It is effectively used for identifying the cause-and-effect relationships between factors that influence the overall process or process outputs. Let’s see the 4 important components of this tool:

  • X-axis and Y-axis : The X-axis represents one variable (the independent variable), while the Y-axis represents the other variable (the dependent variable). These axes provide a framework for plotting data points and visualizing their relationships.
  • Data points : Each data point on the scatter diagram represents the specific combination of values for the two variables being analyzed. These points are plotted at the intersection of their respective values on the X and Y axis.
  • Patterns : Patterns with the diagram reveal the nature of the relationship between two variables. These patterns include clusters of points, trends, or the absence of any patterns.
  • Trend line : A trend line is added to the diagram to visually represent the overall direction or trend of the data points. This line helps you understand the patterns of data points plotting on the diagram.

In the above image, you can see all the patterns of the scatter diagram and what that pattern means. 1st pattern shows no correlation between two variables which means changes in one factor or variable do not have a consistent impact on the other variable.

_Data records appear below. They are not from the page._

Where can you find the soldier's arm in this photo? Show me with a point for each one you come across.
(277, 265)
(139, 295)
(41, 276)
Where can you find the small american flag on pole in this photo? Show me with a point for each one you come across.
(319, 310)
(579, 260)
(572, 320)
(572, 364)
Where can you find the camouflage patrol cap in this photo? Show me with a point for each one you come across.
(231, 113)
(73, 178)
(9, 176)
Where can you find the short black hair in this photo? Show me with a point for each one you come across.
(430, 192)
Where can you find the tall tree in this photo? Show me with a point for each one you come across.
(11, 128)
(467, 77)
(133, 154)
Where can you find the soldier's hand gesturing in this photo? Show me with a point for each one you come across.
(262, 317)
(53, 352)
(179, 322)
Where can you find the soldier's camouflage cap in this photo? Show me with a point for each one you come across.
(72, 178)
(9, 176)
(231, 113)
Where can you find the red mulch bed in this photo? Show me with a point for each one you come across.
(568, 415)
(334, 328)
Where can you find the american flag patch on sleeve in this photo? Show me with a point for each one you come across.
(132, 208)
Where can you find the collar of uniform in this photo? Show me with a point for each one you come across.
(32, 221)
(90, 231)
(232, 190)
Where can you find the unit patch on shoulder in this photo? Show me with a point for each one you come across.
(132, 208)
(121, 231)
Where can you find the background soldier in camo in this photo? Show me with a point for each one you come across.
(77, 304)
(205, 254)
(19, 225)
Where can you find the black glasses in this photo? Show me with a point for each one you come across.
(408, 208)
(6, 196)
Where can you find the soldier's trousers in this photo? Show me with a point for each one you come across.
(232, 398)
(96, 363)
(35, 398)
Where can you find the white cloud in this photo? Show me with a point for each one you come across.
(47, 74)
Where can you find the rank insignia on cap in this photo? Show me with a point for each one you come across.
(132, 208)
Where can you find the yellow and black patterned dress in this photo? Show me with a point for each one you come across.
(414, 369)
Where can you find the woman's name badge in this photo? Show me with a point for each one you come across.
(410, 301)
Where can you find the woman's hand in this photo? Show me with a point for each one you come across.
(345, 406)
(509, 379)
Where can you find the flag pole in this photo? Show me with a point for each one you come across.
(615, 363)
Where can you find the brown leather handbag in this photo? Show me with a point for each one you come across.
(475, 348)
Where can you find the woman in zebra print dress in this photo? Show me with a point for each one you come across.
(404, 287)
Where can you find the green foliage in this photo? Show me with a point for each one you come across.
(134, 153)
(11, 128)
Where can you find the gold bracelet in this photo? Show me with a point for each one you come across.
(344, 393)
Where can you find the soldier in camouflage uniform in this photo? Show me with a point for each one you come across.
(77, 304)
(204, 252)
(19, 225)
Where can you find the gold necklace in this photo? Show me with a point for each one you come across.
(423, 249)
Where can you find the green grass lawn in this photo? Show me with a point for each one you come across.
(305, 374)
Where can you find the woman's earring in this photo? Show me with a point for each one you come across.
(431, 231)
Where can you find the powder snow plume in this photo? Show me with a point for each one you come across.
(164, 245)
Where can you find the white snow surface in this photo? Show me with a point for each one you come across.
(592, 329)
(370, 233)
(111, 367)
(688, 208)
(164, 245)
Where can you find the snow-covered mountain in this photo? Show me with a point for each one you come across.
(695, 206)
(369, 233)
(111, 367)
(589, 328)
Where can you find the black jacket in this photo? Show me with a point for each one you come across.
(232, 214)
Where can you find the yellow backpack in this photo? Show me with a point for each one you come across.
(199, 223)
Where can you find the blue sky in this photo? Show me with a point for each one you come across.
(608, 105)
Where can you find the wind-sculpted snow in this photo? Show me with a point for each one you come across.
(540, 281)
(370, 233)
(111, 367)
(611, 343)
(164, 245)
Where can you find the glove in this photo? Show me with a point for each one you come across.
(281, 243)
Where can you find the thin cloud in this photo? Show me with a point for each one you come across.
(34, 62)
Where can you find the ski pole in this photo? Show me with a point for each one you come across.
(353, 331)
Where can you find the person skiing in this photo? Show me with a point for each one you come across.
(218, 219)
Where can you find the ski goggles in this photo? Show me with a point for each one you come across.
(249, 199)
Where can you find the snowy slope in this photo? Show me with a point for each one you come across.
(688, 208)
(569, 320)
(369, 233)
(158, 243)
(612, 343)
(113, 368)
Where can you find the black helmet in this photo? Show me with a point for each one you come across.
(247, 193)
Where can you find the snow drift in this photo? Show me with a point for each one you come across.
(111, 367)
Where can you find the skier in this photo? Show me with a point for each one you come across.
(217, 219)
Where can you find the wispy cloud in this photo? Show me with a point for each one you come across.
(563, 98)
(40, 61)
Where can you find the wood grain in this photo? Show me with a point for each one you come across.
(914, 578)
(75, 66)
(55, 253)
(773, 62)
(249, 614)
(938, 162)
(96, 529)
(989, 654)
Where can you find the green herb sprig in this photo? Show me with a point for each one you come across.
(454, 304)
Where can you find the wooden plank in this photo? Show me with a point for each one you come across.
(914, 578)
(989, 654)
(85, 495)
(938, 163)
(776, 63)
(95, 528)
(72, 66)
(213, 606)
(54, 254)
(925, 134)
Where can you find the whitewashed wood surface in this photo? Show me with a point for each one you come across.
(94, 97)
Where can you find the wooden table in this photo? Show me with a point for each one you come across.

2nd pattern shows a positive correlation between two variables which means the value of one variable increases, then the value of the other variable also tends to increase. It is showing an upward trend (Direct proportion).

3rd pattern shows a negative correlation between two variables which means the value of one variable increases then the value of the other variable tends to decrease. It shows a downward trend (Indirect proportion).

4th pattern shows a curvilinear correlation which means what goes up, must come down after some time. Two variables initially show positive correction but sometimes with more data values, they show negative correction and vice versa also happens.

Let me break down this data analysis tool with a simple example:

Let’s say you are a manager at a manufacturing plant aiming to improve production efficiency. You decide to analyze the relationship between the number of workers on the production line (X-axis) and the number of units produced per hour (Y-axis).

You collect data over several days, recording the number of workers present and the corresponding units produced per hour. After compiling data you create a scatter diagram to visualize the relationship.

Upon plotting the data points, you noticed a trend: As the number of workers increases, there is an increase in the number of units produced per hour. It’s a directly proportional relationship or you can say a positive correction between two variables.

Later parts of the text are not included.